I find this accurate and useful when transferred to the scene of experimental poetry today, if by "experimental poetry" we mean that poetry which feels "constrained by history to deal with the most advanced musical [poetic] material available. The 'musical material' does not mean the state of musical technology [that is, the most advanced techniques, borrowed from the Language poets or whomever], although that is not irrelevant to it, but rather was has alraedy been created for musical experience that is not eroded. In other words, it is what provides the experience of increasing freedom, openness, newness—what most demythologizes musical [poetic] conventions that were formally accepted without question" (33). While I feel sympathetic to those who demand more emotion from contemporary poetry, for some sort of newly sincere lyricism, I can't help but wonder if what's really being asked for is the familiar: emotion recognizable as such because it's delivered in a package whose novelty is entirely and deliberately superficial. Maybe it would be useful at this point to distinguish between emotion and affect: I can't pick up a magazine right now without reading poems clearly inscribed by or triggered by some sort of emotion, but what's comparatively rare are poems that register a palpable affect of fear, delight, affection, etc. What I'd like to see more of is a poetry based on the twin value-streams of obligation to its historical moment and the pursuit of increased freedom, but whose urgency and reason for being or reason for address (its occasion) carries an affective whallop. I want to be moved, but not necessarily in a familiar or comfortable direction.

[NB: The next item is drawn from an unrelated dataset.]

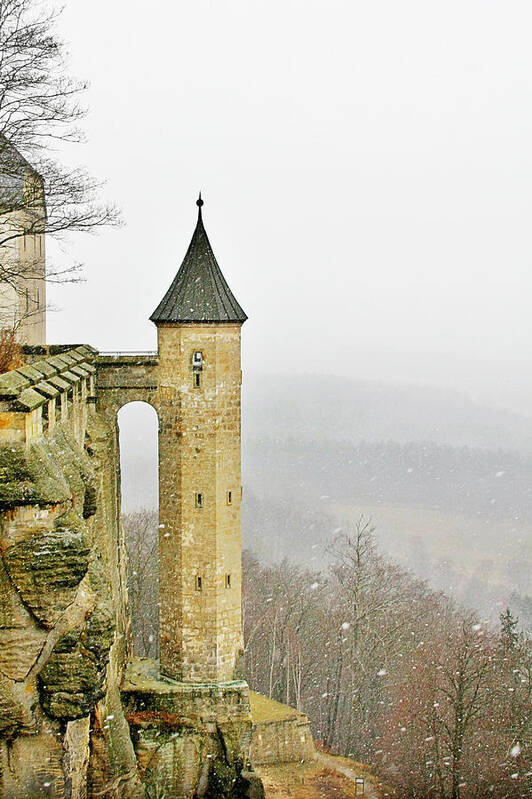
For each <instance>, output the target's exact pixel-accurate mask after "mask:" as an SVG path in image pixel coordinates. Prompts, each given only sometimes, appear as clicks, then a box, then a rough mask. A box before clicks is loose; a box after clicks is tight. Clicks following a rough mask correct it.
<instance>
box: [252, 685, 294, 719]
mask: <svg viewBox="0 0 532 799" xmlns="http://www.w3.org/2000/svg"><path fill="white" fill-rule="evenodd" d="M249 704H250V706H251V717H252V719H253V721H254V722H256V723H257V724H260V723H263V724H265V723H267V722H268V721H287V720H288V719H295V718H297V716H299V715H300V712H299V710H295V708H293V707H289V706H288V705H283V704H282V703H281V702H275V701H274V700H273V699H268V697H267V696H262V694H256V693H255V691H250V692H249Z"/></svg>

Kent Johnson's Lyric Poetry After Auschwitz is affective in this way (and let me also parenthetically point toward this excellent review of the book); other recent affective books that come to mind include Ben Lerner's justly praised The Lichtenberg Figures, Juliana Spahr's This Connection of Everyone with Lungs, Jennifer Moxley's technically unrecent Often Capital—poets whose ambition is underwritten by urgency and who actually succeed in transmitting that urgency, moving at least this reader.